Qué puedes hacer ahora

El patrón se repite porque ambos miedos son reales, las dos estrategias de defensa tienen cierta lógica y ninguno pretendía crear este ciclo. Esa es también la razón por la que puede romperse: no es el destino ni un defecto grabado en tu personalidad. Son dos respuestas comprensibles que se alimentan mutuamente, y entenderlas es la primera herramienta real para detener el ciclo en lugar de limitarte a verlo repetirse.

Pareja sentada en un banco: el hombre se inclina hacia la mujer, mientras ella cruza los brazos y aparta la mirada, reflejando la distancia emocional ansioso-evitativa
Frequently asked questions
¿Por qué se atraen las personas con apego ansioso y evitativo?

Porque, al principio, cada una parece ofrecer justo lo que la otra busca. La calma y autosuficiencia de una pareja evitativa transmiten seguridad a una persona ansiosa. A su vez, la calidez de la persona ansiosa parece una forma de afecto segura y poco arriesgada para la evitativa. Ambas impresiones son acertadas, pero incompletas: los mismos rasgos que provocan la atracción inicial terminan chocando.

¿Cómo vive cada persona una relación ansioso-evitativa?

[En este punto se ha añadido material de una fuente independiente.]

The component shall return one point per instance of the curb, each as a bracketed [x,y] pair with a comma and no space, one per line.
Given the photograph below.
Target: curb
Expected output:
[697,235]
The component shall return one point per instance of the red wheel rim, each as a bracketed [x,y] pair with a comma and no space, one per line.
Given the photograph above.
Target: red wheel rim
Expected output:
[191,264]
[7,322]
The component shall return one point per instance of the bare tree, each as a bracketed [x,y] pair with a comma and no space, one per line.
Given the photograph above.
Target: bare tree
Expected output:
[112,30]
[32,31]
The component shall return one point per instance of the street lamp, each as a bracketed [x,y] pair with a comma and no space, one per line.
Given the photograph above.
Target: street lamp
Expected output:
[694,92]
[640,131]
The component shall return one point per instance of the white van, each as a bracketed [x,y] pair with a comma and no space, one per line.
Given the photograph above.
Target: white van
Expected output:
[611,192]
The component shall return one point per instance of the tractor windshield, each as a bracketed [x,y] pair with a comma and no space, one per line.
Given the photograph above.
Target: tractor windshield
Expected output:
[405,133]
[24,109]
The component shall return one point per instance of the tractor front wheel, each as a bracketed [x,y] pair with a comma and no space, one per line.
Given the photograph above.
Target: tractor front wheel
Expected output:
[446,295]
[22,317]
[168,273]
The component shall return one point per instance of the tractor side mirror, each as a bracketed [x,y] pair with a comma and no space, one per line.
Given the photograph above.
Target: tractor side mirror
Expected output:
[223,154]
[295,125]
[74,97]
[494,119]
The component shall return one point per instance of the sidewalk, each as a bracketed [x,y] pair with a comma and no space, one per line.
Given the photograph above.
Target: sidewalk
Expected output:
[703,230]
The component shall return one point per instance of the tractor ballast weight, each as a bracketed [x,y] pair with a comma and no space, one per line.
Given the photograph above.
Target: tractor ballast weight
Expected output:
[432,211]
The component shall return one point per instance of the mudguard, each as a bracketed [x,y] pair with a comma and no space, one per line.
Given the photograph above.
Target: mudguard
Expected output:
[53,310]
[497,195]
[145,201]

Desde el lado ansioso, sueles tomar la iniciativa y percibes la distancia de tu pareja como un problema que debes resolver, así que buscas más cercanía y provocas una mayor retirada. Desde el lado evitativo, la atención empieza a sentirse como presión y aparece el impulso de alejarte justo cuando la relación se vuelve seria. La persecución provoca retirada, la retirada intensifica la persecución y cada estrategia de defensa confirma el miedo de la otra persona.

¿Puede funcionar una relación entre una persona ansiosa y otra evitativa?

Sí. Ambos deben comprender el ciclo lo suficiente como para interrumpir su propia parte, en lugar de esperar a que la otra persona cambie primero. La pareja ansiosa aprende a tolerar la distancia sin intensificar la persecución, y la evitativa aprende a tolerar la cercanía sin aumentar su retirada. Las relaciones que funcionan suelen tener algo en común: ambos expresan lo que está ocurriendo en tiempo real, en lugar de representar el patrón en silencio.

¿Quién tiene más culpa en una relación ansioso-evitativa?

Ninguno. Nadie eligió sentir esos miedos y ambos estilos aplican estrategias que surgieron para protegerse. No es justo responsabilizar a una persona por su miedo de fondo, pero sí por lo que hace con él una vez que lo reconoce. El problema no está en sentir miedo, sino en las decisiones que cada uno toma cuando ya comprende de dónde viene.

¿Qué puedo hacer para romper el ciclo ansioso-evitativo?

Observa qué papel desempeñas habitualmente. Si persigues la cercanía, practica tolerar cierta distancia sin ir detrás de la otra persona. Si te retiras, aprende a tolerar la intimidad sin escapar. Elige parejas que tengan cierta conciencia de su propio patrón. Y pregúntate con honestidad si esa chispa que siempre persigues es atracción o la ansiedad familiar de una dinámica impredecible disfrazada de atracción.